Dunne also stated in a Golf Channel interview that he could read a balance sheet and then pivoted to the PGA Tour finances.
“I don’t know if it’s (PGA Tour) ever been in a stronger position,” he said.
That contention is at odds with PGA Tour commissioner Jay Monahan, who in a press conference with media at the RBC Canadian Open (after a contentious meeting with players) was asked how he would describe the Tour’s immediate financial future had the deal not been made, and how sustainable the elevated purses and mounting litigation costs would be without the influx of Saudi Arabian money.

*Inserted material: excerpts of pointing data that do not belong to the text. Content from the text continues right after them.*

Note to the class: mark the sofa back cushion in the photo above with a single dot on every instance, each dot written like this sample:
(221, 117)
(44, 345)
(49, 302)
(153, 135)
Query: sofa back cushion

“Between our reserves, the legal fees, our underpin and our commitment to the DP World Tour and their legal fees, it's been significant,” he said. “But you have to look at all the monies that we make, we make in the commercial realm and we're in long-term media deals. We've done a number of long-term sponsorship deals thanks to the great partners that we have.
“But this puts us in a position where we've got capital that we can deploy to the benefit of our members and through our tournaments, and it gives us capital to deploy in growth businesses that ultimately will generate a return that we'll reinvest in our players.”
Does this sound like Monahan wasn’t concerned about the financial viability of the PGA Tour if they continued down the path they were on?
What started with dipping into reserves for $100 million during COVID-19 to cover expenses and purses had expanded to $140 million (over two years) for the Player Impact Program, $140 million for enlarged purses with new elevated events and enormous sums in legal fees on a case that likely would have gone on for years.
In the player meeting in Canada, Monahan said the legal fees were close to $50 million and an additional $15 million for the European Tour.
By any measure, the Tour was going down an unsustainable financial path.
So, when I hear that an arbiter’s decision in London or a couple of victories in Federal court are pyrrhic in nature, I must pause and, like Mickelson, want to look at the books.
With the Tour also in the middle of potentially merging with the European Tour Group according to court documents filed in a Florida state court, and the millions of dollars involved with propping up what is likely a financially strapped entity itself, the LIV decision by players seems less like a money grab and more a prudent business decision.
A decision that has forced the PGA Tour to look inwardly and take a different approach going forward.
Mickelson was not right about everything. It’s clear the amount of money in the PGA Tour coffers was not near as much as he maintained.
But what is crystal clear is that the players that stayed on the PGA Tour benefited greatly from the LIV players jumping ship and creating a competitor in professional golf.
It’s not easy to see it now, but over time professional golf and professional golfers will be the beneficiaries of the last year of turmoil.
LIV Golfers are pioneers and deserve some credit for the positive outlook going forward, not derision for taking the leap and ultimately moving professional golf into a new direction.